The new AMD Athlon processor with performance enhancing cache memory includes an integrated, full-speed, 16-way set-associative, 256KB L2 cache. Previous AMD Athlon processors contain an L2 controller which operates at the maximum frequency compatible with the latest industry-standard SRAMs. By integrating the L2 cache onto the processor, the L2 cache always operates at the same frequency as the processor, thereby minimizing any delays incurred waiting for external data from a slower bus. The new AMD Athlon processor's L2 cache is 16-way set-associative, twice that of the L2 cache of the Intel Pentium III processor (16-way vs. 8-way). Higher associativity dramatically improves application performance since more local application data resides in the high-speed L2 cache memory instead of system memory. Finally, the integrated L2 cache tags improves performance by quickly indicating whether critical application data is located within the L2 cache. Having integrated tags is especially important for processors which utilize external SRAMs for the L2 cache. If application data is determined not to reside in the L2 cache early enough, then the processor can immediately request this data from the slower system memory, instead of checking for this data in an external L2 cache first, and then, having to request this data from system memory.
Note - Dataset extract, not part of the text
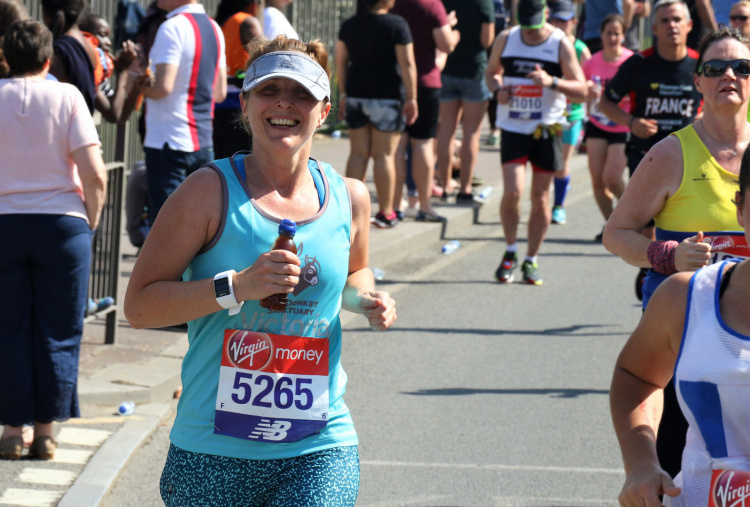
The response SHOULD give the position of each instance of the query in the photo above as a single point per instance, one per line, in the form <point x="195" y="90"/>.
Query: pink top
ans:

The robust multi-level, 512-entry, split TLB cache significantly improves performance of systems configured with large physical memory or storage, typically found in server environments, by caching all important translation information used by operating systems and application software that access large physical memory or storage. Thus, the cache architecture of the AMD Athlon processor enables high instruction-execution rates by minimizing effective memory latency and system snoop responses, and it provides large spatial locality of data for transaction-based applications and multiprocessing operating systems. The architecture also supports high-bandwidth data transfers to and from the execution resources, and it contributes to significant performance gains and extremely fast operation of data-intensive software programs.
The AMD Athlon processor's cache architecture is the first to incorporate a system-based MOESI (Modify, Owner, Exclusive, Shared, Invalid) cache control protocol for x86 multiprocessing platforms. Since the system logic manages memory coherency throughout the system by specifying all cache state transitions, either using a MESI or MOESI cache coherency protocol, and by filtering out unnecessary processor snoops, AMD Athlon processors are designed to deliver exceptional performance in both uniprocessor and multiprocessor system configurations. The AMD Athlon processor cache architecture also supports error correction code (ECC) protection, which is a required feature for high reliability of business desktop systems, workstations, and servers. Thus, the AMD Athlon processor's cache architecture provides the features required for high-performance computing from desktop to server configurations.